Property owner and construction manager denied summary judgment where plaintiff was injured when he tripped and fell on debris at an off-site location rented by a subcontractor solely for fabrication of rebar to be used at the property owner’s construction site, finding that the plaintiff was engaged in construction as defined in Labor Law §241(6). The court distinguished this situation from prior cases which found that fabrication of items being done at an employer’s own facility would not fall within the ambit of Labor Law §241(6). Language of the contracts showed that the construction manager, explicitly an agent of the owner, had the right to designate temporary worksites and that this worksite was neither rented by the employer nor used for any of the employer’s work other than for the property owner’s construction. There was 1 dissent. Gerrish v 56 Leonard LLC
Owners of 2 family house granted summary judgment for trip and fall on sidewalk even though 1 of the owners used a portion of the basement to receive mail out of season for a camp he was director of in upstate New York. Defendants did not claim the office space as a tax deduction and did not use the office space with any regularity.

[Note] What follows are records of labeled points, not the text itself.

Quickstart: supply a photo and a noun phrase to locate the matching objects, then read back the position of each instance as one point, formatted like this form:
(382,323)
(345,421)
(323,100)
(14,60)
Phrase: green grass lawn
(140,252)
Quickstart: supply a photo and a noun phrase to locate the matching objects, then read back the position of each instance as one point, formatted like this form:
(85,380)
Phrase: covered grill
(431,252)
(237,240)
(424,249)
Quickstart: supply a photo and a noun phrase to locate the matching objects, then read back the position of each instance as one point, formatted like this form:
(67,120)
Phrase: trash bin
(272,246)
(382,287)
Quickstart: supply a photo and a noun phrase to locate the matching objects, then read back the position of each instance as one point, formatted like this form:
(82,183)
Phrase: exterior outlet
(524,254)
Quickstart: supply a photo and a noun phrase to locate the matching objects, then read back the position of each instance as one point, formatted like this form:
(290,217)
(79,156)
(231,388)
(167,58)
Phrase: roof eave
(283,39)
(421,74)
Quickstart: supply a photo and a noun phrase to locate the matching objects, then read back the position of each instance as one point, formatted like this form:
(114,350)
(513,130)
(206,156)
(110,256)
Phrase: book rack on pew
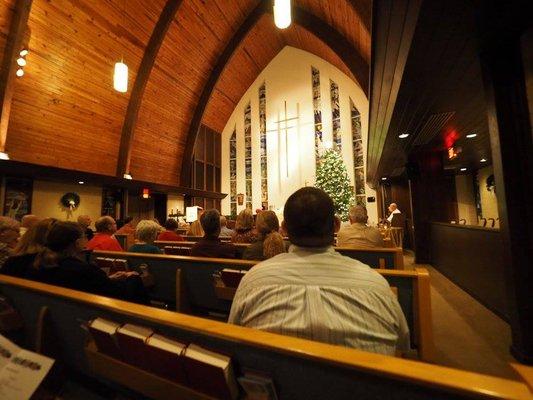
(299,368)
(138,379)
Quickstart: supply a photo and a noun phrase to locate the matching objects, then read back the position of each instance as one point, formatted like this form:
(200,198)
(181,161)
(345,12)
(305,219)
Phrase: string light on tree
(332,177)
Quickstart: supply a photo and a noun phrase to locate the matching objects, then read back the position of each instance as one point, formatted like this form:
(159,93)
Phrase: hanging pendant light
(282,13)
(120,77)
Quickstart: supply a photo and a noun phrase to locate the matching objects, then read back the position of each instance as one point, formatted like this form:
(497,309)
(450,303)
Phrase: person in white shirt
(393,209)
(315,293)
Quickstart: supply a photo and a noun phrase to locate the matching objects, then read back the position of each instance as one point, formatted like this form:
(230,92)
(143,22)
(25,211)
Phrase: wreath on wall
(70,200)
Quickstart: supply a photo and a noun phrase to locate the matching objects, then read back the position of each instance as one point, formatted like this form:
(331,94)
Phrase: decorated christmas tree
(332,177)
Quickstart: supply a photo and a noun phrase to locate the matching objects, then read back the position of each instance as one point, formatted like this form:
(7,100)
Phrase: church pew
(196,290)
(379,257)
(300,369)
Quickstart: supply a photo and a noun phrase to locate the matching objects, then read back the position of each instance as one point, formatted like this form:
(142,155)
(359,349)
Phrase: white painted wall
(288,78)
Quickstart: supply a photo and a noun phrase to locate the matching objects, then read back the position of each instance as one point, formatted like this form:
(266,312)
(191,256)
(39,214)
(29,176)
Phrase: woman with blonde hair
(33,242)
(267,226)
(244,228)
(146,233)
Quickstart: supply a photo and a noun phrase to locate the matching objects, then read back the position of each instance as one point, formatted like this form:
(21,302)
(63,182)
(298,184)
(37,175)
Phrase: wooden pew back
(379,257)
(300,369)
(197,288)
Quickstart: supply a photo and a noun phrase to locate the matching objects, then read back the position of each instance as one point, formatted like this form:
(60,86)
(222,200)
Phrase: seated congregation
(302,283)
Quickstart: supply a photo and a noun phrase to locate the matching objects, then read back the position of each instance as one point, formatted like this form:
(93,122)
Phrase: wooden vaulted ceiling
(65,113)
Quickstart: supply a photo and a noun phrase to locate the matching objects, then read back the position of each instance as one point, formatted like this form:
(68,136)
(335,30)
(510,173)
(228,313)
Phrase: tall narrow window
(358,157)
(335,114)
(248,154)
(317,109)
(233,172)
(262,137)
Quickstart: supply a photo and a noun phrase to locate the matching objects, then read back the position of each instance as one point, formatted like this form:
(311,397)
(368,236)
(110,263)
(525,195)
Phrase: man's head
(309,218)
(29,220)
(171,224)
(210,221)
(84,221)
(105,224)
(9,231)
(358,215)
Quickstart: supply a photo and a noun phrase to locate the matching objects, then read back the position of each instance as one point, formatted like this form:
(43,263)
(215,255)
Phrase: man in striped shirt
(315,293)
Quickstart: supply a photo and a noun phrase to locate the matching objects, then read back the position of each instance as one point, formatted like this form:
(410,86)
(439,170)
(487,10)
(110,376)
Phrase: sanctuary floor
(467,335)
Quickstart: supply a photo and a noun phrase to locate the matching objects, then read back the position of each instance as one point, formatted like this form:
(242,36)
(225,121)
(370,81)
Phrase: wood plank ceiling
(441,94)
(65,112)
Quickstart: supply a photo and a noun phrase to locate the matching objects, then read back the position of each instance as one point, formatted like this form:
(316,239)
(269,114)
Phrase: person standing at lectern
(393,209)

Koronkevich v Dembitzer
The Appellate Division reversed the lower court’s grant of defendant’s motion to strike the defendants, doctor and hospital’s Answers only to the extent of granting monetary sanctions and struck their Answers in all respects for willful and contumacious failure to properly respond to numerous discovery orders and giving incorrect responses regarding employees and forms. The lower court providently exercised its discretion in denying plaintiff’s motion to enter default judgment against another defendant which was voluntarily discontinued based on defense attorney’s affirmation that the defendant did not have medical malpractice insurance and did not engage in medical practice, which was later shown to be false, as there was a minimal delay, no showing of prejudice to plaintiff, and no showing of willfulness. Lucas v Stam
HHC and doctor employees granted summary judgment for failure to properly serve a Notice of Claim. Notice of Claim was served on NYC and HHC through the Comptroller’s office. HHC is a separate corporation and must be served separately. HHC’s denial that it was served with the Notice of Claim in the Answer eliminated claims of equitable estoppel and the court was powerless to grant leave to serve a late Notice of Claim since the statute of limitations had run. Two doctors who were not HHC employees were denied summary judgment even though the complaint alleged that they were HHC employees. Since the allegations were upon information and belief, they did not constitute formal judicial admissions. Young v New York City Health & Hosps. Corp.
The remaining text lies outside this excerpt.